English Language Assessment Practices in Batam Secondary Schools: Teachers’ Strategies, Constraints, and Pedagogical Negotiations
DOI:
https://doi.org/10.22437/ijolte.v10i1.55266Keywords:
English language assessment, ormative assessment, summative assessment, Batam, EFLAbstract
This study examines English language assessment practices in Batam secondary schools by focusing on how teachers balance pedagogical goals, institutional requirements, and classroom constraints. The study employed a qualitative descriptive design using interview interview records from English teachers representing several school contexts in Batam, including junior high school, senior high school, vocational school, and independent school settings. The data were analyzed thematically across recurrent domains such as oral and written assessment, formative and diagnostic assessment, feedback practices, project and quiz use, summative examination structure, grading systems, assessment media, and classroom challenges.

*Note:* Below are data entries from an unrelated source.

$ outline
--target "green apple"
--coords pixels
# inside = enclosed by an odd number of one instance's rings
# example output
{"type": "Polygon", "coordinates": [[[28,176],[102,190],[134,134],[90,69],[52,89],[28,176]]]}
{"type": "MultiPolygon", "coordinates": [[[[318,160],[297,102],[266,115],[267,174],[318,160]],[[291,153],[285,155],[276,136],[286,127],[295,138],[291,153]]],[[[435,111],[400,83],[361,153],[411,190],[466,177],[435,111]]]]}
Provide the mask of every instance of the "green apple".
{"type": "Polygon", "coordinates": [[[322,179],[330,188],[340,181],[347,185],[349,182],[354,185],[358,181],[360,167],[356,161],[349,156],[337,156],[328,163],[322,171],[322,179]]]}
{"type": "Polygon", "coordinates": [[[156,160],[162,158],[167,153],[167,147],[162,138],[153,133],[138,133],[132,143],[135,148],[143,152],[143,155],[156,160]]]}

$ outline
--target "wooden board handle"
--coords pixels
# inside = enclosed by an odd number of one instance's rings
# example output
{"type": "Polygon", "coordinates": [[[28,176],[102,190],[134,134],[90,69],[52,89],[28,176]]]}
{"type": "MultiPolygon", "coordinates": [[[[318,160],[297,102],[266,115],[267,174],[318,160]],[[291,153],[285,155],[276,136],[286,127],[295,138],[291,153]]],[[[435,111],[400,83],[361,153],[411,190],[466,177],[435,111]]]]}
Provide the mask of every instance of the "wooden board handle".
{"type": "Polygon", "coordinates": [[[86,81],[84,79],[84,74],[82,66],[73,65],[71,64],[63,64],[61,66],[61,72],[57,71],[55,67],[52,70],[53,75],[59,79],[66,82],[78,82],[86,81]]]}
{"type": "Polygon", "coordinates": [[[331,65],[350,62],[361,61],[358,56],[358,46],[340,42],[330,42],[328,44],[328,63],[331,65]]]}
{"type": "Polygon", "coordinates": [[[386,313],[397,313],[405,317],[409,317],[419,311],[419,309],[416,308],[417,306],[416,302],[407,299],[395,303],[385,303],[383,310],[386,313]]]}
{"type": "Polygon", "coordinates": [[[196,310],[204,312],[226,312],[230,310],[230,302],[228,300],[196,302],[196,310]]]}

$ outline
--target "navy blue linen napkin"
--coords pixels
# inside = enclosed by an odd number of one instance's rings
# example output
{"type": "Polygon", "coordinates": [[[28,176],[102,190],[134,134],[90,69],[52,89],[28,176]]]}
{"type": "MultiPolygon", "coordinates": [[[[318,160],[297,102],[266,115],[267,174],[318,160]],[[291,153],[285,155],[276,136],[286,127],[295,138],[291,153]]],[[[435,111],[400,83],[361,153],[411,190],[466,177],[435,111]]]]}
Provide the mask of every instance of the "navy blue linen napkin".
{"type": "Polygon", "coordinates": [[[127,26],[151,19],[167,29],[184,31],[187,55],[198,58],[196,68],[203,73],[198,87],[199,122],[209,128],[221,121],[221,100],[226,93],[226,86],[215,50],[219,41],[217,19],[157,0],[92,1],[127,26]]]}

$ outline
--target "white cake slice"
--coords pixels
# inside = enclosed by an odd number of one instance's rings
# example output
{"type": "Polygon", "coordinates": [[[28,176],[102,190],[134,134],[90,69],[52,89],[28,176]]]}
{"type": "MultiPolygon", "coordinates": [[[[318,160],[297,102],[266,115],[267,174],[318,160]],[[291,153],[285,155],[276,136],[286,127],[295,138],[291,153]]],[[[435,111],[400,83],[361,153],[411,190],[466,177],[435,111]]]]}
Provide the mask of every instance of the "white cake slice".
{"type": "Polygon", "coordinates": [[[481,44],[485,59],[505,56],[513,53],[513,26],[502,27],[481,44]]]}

The findings indicate that teachers generally value balanced, authentic, and student-centered assessment, yet written assessment remains more dominant because it is more practical in large classes and easier to align with formal school reporting. Oral assessment is still considered indispensable because it reveals confidence, fluency, pronunciation, and spontaneous language use that written work often cannot capture. The study also shows that formative assessment is commonly implemented through quizzes, games, classroom interaction, worksheets, projects, and short performance tasks, while summative assessment tends to prioritize reading, grammar, vocabulary, and writing. Digital tools such as Google Forms, Quizizz, Wordwall, ZEPP, Exambro, and school-based systems are used selectively, but teachers continue to rely on paper-based records and direct classroom observation to ensure fairness and authenticity. The paper argues that assessment in Batam secondary schools reflects an ongoing negotiation between authenticity and manageability, and that future improvement should strengthen performance-based assessment, clearer rubrics, and practical institutional support for teachers.